My client’s income is too high to make a direct Roth contribution, and he has a 401k with his employer so he can’t make a deductible Traditional IRA contribution either. He also has a deductible Traditional IRA that is currently being rolled into his 401k to remove it from the equation for the pro-rata rules.

Does the rollover of the IRA to the 401k need to be completed before the client makes the non-deductible IRA contribution?



No, but it is risky to convert the non deductible contribution before knowing that the 401k plan has accepted the pre tax IRA money, because if they do not accept it that conversion will be mostly taxable. This is also very late in the year for the IRA to 401k rollover, because who knows if it will be completed in time. At this point, once the rollover is done, the ND contribution can be converted, but it’s OK if the conversion does not get done until January. So the order of things should be 1) complete pre tax IRA rollover to 401k  2) Make ND contribution  3) Convert the entire remaining TIRA balance which should be almost entirely the 2020 ND contribution. Client also needs to be sure not to roll over any IRA basis (from ND contributions from any year) into the 401k plan since 401k plans are not allowed to accept IRA basis.

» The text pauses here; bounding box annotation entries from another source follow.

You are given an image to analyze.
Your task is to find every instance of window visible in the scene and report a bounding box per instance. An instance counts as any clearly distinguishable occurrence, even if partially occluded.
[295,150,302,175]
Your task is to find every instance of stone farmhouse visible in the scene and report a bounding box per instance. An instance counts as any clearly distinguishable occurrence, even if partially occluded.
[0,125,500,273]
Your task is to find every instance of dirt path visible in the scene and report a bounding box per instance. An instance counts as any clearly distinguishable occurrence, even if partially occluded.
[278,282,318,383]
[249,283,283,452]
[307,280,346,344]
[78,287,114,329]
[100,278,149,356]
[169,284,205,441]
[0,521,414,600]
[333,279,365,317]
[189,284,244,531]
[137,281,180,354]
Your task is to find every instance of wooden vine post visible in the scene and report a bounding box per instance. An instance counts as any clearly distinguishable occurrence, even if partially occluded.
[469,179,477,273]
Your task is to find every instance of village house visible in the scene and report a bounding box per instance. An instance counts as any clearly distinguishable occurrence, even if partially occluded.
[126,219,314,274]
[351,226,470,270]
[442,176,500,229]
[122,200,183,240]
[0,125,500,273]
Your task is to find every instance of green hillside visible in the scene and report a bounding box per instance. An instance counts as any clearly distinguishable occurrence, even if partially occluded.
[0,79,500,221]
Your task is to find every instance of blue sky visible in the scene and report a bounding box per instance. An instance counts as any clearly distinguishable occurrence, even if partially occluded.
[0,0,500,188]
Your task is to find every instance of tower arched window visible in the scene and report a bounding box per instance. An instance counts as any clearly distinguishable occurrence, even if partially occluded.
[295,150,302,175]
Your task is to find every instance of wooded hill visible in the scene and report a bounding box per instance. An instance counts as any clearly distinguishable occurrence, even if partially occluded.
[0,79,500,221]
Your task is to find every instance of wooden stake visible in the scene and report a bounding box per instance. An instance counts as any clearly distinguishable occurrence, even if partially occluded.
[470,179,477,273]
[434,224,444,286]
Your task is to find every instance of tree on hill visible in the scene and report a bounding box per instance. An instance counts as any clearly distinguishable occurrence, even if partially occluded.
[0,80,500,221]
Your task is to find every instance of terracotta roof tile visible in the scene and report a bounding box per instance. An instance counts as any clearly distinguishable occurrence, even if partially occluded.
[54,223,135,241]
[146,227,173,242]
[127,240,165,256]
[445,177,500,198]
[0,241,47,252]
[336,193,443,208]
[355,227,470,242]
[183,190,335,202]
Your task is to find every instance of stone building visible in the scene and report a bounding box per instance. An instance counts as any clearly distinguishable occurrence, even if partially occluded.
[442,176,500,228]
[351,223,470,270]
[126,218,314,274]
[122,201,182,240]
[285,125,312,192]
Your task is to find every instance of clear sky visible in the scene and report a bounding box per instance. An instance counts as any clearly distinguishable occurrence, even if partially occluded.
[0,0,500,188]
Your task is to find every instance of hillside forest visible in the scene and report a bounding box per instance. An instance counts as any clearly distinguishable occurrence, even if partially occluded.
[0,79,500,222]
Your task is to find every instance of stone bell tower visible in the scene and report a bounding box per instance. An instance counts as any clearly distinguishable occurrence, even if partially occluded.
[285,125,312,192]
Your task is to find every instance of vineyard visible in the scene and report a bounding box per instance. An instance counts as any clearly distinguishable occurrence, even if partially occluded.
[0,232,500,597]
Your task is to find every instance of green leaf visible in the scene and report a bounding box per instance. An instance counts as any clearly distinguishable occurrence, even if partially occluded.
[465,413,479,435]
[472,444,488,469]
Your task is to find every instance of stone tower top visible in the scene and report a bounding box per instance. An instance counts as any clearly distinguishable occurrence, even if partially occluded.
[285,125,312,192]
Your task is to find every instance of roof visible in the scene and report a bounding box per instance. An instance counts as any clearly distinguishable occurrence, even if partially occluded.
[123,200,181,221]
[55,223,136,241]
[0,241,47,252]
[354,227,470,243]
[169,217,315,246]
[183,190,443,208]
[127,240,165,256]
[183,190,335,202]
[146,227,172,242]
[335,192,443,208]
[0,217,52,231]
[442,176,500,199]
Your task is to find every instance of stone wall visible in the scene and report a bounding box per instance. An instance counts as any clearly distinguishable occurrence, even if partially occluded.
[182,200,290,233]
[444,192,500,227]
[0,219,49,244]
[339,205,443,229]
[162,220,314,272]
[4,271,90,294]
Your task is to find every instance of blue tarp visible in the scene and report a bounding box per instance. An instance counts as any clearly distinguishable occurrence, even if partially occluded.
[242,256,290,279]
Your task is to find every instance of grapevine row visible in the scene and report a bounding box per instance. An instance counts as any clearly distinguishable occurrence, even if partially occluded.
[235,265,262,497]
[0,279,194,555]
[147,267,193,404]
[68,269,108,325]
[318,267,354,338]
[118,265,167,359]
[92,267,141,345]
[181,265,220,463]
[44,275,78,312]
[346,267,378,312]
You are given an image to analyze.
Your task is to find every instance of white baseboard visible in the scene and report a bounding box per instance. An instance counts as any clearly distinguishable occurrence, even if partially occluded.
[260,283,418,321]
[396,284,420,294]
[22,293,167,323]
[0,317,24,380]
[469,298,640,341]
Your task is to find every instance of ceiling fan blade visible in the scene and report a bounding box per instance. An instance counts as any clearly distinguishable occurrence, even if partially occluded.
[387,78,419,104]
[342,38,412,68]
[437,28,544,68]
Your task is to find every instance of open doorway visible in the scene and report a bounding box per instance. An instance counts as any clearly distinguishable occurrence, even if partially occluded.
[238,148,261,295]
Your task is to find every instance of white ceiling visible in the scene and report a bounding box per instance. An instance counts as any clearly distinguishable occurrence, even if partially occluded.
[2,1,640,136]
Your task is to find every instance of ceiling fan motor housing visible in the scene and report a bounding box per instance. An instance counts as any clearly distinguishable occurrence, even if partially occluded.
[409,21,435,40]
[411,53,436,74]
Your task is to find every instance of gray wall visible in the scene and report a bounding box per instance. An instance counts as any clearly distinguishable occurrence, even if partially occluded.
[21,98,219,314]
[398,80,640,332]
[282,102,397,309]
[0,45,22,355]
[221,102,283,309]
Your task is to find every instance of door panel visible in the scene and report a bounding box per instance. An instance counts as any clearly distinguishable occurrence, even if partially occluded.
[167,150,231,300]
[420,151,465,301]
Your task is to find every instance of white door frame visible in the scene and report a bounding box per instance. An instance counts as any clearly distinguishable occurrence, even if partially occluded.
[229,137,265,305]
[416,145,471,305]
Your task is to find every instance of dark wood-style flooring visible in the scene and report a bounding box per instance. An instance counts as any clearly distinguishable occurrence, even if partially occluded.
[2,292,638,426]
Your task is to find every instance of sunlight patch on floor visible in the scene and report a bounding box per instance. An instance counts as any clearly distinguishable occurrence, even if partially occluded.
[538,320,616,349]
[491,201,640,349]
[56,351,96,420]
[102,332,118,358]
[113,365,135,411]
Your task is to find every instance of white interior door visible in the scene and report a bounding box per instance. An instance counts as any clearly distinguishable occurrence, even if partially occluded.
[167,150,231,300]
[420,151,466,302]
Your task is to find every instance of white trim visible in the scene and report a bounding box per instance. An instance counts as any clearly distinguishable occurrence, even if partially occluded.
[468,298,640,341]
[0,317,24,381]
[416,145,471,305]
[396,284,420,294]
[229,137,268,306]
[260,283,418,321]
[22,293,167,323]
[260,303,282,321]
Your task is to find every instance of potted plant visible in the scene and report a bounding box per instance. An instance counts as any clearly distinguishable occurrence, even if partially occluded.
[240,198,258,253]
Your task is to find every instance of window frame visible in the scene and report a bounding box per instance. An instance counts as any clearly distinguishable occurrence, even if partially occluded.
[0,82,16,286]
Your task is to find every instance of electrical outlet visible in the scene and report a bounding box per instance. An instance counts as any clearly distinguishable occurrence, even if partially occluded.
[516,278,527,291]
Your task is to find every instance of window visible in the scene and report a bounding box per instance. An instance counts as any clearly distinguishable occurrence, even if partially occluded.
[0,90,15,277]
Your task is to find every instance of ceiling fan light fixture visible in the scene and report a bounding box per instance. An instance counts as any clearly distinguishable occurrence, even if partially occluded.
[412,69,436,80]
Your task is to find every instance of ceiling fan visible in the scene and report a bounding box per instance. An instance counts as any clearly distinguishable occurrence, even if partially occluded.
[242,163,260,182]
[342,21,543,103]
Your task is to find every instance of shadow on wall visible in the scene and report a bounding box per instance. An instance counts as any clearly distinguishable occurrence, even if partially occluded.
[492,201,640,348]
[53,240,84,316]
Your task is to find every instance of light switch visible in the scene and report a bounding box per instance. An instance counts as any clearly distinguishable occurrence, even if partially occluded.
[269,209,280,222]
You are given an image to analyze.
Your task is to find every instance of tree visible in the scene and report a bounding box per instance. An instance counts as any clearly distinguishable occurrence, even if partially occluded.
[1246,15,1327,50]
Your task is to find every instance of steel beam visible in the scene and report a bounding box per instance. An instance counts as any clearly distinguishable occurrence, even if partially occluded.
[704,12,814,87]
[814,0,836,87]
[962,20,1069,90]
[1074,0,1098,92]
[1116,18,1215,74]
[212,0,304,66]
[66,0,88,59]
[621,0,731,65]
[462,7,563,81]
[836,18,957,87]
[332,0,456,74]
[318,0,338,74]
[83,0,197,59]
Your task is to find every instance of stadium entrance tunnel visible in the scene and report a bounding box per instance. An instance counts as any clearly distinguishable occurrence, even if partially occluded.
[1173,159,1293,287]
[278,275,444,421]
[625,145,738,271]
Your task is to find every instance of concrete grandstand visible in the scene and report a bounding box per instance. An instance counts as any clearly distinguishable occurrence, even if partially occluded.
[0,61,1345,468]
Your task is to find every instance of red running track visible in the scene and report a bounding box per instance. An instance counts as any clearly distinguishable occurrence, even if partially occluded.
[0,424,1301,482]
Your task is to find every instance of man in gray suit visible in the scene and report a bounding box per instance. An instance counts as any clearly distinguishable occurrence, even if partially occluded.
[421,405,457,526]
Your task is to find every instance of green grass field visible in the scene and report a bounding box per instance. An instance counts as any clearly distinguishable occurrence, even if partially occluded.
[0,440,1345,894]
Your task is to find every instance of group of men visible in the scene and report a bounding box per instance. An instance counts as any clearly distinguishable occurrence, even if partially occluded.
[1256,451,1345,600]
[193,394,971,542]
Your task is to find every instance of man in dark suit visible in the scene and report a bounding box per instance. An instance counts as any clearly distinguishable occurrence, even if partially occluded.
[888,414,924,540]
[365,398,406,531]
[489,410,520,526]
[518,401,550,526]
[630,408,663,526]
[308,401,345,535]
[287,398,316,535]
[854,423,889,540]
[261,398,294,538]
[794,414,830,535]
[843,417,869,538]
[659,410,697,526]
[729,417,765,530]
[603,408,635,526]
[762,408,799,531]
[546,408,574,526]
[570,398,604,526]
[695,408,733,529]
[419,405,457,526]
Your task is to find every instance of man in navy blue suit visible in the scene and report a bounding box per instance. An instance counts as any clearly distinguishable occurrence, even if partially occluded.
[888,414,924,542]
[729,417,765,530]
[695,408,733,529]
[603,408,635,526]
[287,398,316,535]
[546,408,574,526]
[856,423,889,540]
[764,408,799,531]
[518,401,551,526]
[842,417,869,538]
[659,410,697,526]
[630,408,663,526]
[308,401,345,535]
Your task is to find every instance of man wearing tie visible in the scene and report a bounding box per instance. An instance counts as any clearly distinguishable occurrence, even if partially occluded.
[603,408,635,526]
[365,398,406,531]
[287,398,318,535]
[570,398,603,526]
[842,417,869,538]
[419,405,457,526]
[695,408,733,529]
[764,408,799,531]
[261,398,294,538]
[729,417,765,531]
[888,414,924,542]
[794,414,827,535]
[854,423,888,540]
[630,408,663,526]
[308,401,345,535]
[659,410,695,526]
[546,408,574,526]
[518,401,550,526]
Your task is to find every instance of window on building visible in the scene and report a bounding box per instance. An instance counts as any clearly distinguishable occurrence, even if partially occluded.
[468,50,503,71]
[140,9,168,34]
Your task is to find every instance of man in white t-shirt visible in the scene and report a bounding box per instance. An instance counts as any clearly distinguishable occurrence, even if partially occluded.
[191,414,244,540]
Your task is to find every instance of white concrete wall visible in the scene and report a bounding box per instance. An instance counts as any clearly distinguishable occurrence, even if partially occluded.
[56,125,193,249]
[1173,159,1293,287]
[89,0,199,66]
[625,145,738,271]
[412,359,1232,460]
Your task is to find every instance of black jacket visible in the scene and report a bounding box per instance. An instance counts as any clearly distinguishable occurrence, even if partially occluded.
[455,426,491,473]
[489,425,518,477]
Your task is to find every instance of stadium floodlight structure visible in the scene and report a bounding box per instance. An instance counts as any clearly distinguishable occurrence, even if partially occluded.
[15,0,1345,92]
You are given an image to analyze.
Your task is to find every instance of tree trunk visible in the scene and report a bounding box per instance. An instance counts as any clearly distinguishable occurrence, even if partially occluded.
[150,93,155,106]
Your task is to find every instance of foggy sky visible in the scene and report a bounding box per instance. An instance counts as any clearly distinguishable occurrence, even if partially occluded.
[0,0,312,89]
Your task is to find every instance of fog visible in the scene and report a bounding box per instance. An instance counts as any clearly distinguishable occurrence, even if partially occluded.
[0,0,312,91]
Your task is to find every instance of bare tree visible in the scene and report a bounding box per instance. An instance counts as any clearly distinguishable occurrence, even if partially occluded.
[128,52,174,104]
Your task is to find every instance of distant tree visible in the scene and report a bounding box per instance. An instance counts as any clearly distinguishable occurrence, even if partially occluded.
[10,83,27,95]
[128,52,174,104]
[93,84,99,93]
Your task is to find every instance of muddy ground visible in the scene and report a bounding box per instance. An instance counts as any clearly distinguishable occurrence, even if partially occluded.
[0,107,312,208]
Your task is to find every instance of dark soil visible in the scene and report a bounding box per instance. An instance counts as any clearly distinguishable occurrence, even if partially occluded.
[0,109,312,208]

Is it critical that the IRA to 401k rollover is completed by the end of the year?  If the rollover is not completed until January, and the client makes the 2020 ND contribution after the rollover is completed in January, does that create any issues?

The requirement to be able to apply all of the basis in nondeductible traditional IRA contributions to the Roth conversion is that the balance in traditional IRAs must be zero at the end of the year in which the Roth conversion is performed.  If the Roth conversion is done in 2021, it’s the TIRA balance at the end of 2021 that matters, not the TIRA balance at the end of 2020.